This week the Illinois Senate turned a significant corner in its ability to conduct state business. With COVID-19 testing protocols in place, Senators returned to the Capitol and held a full schedule of committee hearings using a hybrid in-person and virtual platform. While a limited number of reporters were granted access, citizens and lobbyists were not allowed to attend. In the coming weeks and with similar COVID-19 protocols in place, Illinois residents and lobbyists will also be granted access to the building. Things appear to be getting back to some semblance of normalcy at the Capitol. Sort of.
To help ensure Illinoisans have access to their state government’s activities, I have been posting regular meeting announcements on my Facebook page (https://www.facebook.com/senatordewitte). All committee hearings are streamed live, and Illinoisans can watch or listen to hearings at https://www.ilga.gov/senateaudvid.asp.
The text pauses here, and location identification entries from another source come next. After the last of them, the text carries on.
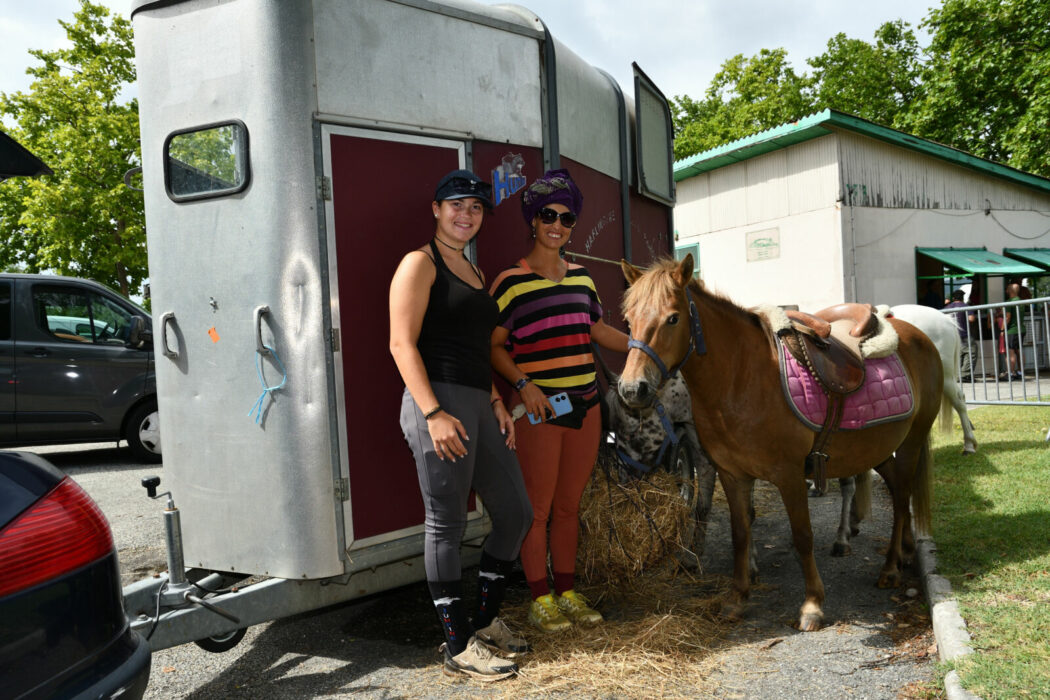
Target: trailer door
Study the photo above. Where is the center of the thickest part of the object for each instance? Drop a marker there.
(382, 185)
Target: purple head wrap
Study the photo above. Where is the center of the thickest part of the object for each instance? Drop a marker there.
(554, 187)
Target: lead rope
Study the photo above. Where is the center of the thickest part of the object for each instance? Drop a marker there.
(257, 408)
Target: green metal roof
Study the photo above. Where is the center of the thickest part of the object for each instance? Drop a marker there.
(820, 124)
(1036, 256)
(979, 261)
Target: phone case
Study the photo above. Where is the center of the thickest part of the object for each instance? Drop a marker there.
(561, 404)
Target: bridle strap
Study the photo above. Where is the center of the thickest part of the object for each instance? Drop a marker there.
(670, 438)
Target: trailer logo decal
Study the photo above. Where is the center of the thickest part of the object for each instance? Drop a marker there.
(508, 176)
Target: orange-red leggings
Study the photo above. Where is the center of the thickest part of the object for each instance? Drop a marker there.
(557, 464)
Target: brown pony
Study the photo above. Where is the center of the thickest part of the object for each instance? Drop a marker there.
(730, 363)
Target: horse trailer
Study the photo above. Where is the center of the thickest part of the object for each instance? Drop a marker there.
(291, 149)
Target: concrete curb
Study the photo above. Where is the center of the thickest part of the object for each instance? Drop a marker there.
(949, 628)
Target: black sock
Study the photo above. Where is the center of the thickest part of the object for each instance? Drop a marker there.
(491, 586)
(448, 603)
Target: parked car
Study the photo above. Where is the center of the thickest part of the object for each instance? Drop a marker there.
(63, 631)
(76, 365)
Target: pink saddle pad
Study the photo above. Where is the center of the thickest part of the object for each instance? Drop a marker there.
(885, 396)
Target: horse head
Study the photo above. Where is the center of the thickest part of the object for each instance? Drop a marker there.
(665, 327)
After a truncated session schedule in 2020, nearly 7,000 new bills have been introduced this year that create new laws or change existing laws. Our committees are currently working their way through the vetting process, and you can see the list of legislation introduced this year at http://www.ilga.gov. This year I am personally serving as the Chief Senate Sponsor of 30 different bills. You can view my specific legislative agenda at https://www.ilga.gov/senate/SenatorBills.asp?MemberID=2923.
DeWitte joins colleagues on Chicago Tonight for panel discussion of federal and state COVID-19 response
On Wednesday it was a pleasure to join Senators Jason Barickman (R-Bloomington), Cristina Pacione-Zayas (D-Chicago), and Ram Villivalam (D-Chicago) for a conversation with WTTW’s Amanda Vinicky on Chicago Tonight. During the interview, we discussed the new COVID-19 relief measure recently approved by Congress and Illinois’ handling of the health pandemic.
Click here to watch the interview.
Normal is Still on Hold
This week marks one year since the issuance of the first COVID-19-related Executive Order, and Saturday is the one-year anniversary of the date when the Governor closed schools and prohibited gatherings of over 1,000 people. We have seen 76 individual Executive Orders over the last 12 months, and the legislative branch of state government still remains sidelined as it relates to COVID-19 decision-making. After a full year, Governor Pritzker still insists on going it alone.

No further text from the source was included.